Under Dutch law, there is a high threshold for holding company directors personally liable. As long as a director is acting in that capacity, serious culpability (as opposed to merely ordinary culpability) is generally required. The high threshold is intended to prevent directors from being overly influenced by defensive considerations and applies to both their internal liability to the company and their external liability to third parties, such as individual shareholders or creditors. The Supreme Court has recently reaffirmed this rule and refined the judgment it gave in the 2012 "Spanish Villa" case (ECLI:NL:HR:2012:BX5881).  

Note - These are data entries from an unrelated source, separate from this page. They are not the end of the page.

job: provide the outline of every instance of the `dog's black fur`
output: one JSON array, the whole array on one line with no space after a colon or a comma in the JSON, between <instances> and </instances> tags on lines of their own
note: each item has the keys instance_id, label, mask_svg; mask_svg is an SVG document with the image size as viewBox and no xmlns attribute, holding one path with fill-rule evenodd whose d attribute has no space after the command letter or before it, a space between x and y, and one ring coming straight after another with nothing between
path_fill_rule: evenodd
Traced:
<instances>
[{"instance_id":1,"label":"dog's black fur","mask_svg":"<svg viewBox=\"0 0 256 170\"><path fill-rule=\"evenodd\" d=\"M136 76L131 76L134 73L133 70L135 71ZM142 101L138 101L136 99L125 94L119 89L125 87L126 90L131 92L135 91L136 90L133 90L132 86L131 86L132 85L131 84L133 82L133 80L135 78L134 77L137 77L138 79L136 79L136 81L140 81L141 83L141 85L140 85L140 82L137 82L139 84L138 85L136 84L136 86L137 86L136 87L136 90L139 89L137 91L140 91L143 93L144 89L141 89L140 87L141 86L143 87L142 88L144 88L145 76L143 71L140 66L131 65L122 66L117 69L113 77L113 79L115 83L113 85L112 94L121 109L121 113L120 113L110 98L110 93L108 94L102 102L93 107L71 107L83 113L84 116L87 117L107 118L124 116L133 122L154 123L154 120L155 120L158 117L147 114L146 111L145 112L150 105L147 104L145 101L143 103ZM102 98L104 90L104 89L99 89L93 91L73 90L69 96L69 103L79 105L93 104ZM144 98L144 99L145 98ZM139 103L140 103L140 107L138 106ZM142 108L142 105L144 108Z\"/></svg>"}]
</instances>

In two new decisions, the Supreme Court ruled on a director's personal liability to a creditor. The factual situations were different but the message is the same:  

"[…] the standard that must be met to hold a director personally liable alongside the company is higher than the standard that applies generally. A high threshold for the personal liability of a director to a third party is justified by the fact that, in relation to the third party, the company's liability is primary and by the public interest served by preventing directors from being driven to an undesirable degree by defensive considerations."

Intermediation case  

In the first case, which was decided by the Supreme Court on 5 September, the director of company X had been acting on behalf of that company as an intermediary. In that capacity, he acted in contravention of his client's payment instructions and the client incurred damage as a result of the fact that no recourse could be had against the parties that ultimately received the relevant funds (ECLI:NL:HR:2014:2628). The Supreme Court ruled that in such a situation, i.e. where it is established that the defendant was acting in the performance of his role as a company director, the defendant's conduct should always be tested against the abovementioned higher standard: for the director to be held personally liable, serious culpability is required. It should be noted that in this specific case, the Supreme Court based its conclusion that the director was personally liable on a hypothetical presumption – required by a Dutch procedural rule – that he had acted seriously culpable. Whether the director's conduct was in fact seriously culpable will be decided by the Court of Appeal, to which the case has been referred by the Supreme Court.  

Pledge case  

The second case decided by the Supreme Court, also on 5 September, involved a pledge created by a company's director for the benefit of the company's financier (ECLI:NL:HR:2014:2627). The central complaint was that this pledge – which was intended to, among other things, secure the repayment of a loan – was of a lower ranking than that agreed. In these circumstances too, the Supreme Court refused to lower the threshold for directors' personal liability. On the one hand, the decision shows how strongly the court adheres to the high threshold for such liability, but on the other hand, it does raise the question of where exactly the border lies.  

Lessons to be learned?  

From these decisions it can be concluded that the Supreme Court continues to adhere to the high threshold for liability, also in cases where it appears evident that creditors have been disadvantaged by the conduct of the director in question.  

In this sense, the intermediation case is the more clear-cut of the two. The director sued had acted in contravention of specific payment instructions and was aware of the background (the insolvency risks). In the absence of either of these two elements, the claim would probably have been rejected.  

The pledge case is different because while, admittedly, a lower-ranking pledge than that agreed was created, unlike in the intermediation case it could not be concluded here that it was foreseeable, at the time the obligation to create the pledge arose, that the repayment obligation would not be met. The Supreme Court went on to reject the personal liability claim on the grounds that the mere fact that a lower-ranking pledge had been granted did not mean that damage had been incurred.  

Conclusion  

So, good news for directors: the Supreme Court is sticking to the high threshold for holding them personally liable. This means that enterprising directors who perform their duties in good faith and in the company's interest will continue to enjoy the protection they deserve.  

Of course – and with good reason – certain limits apply. If it is objectively foreseeable that a director's conduct will damage creditors, he should not count on protection, especially if that conduct was not in the company's interest. In addition, if a director's activities mean that he is subject to a special duty of care – such as in the areas of legal practice, medical practice and brokerage – the higher standard for personal liability may not help him. The more foreseeable the damage and/or the more concrete the duty of care, the more likely it is that the director will be held personally liable. Moreover, the higher liability threshold does not apply to conduct other than in the capacity of director. Where exactly the boundaries lie will have to be determined in case law.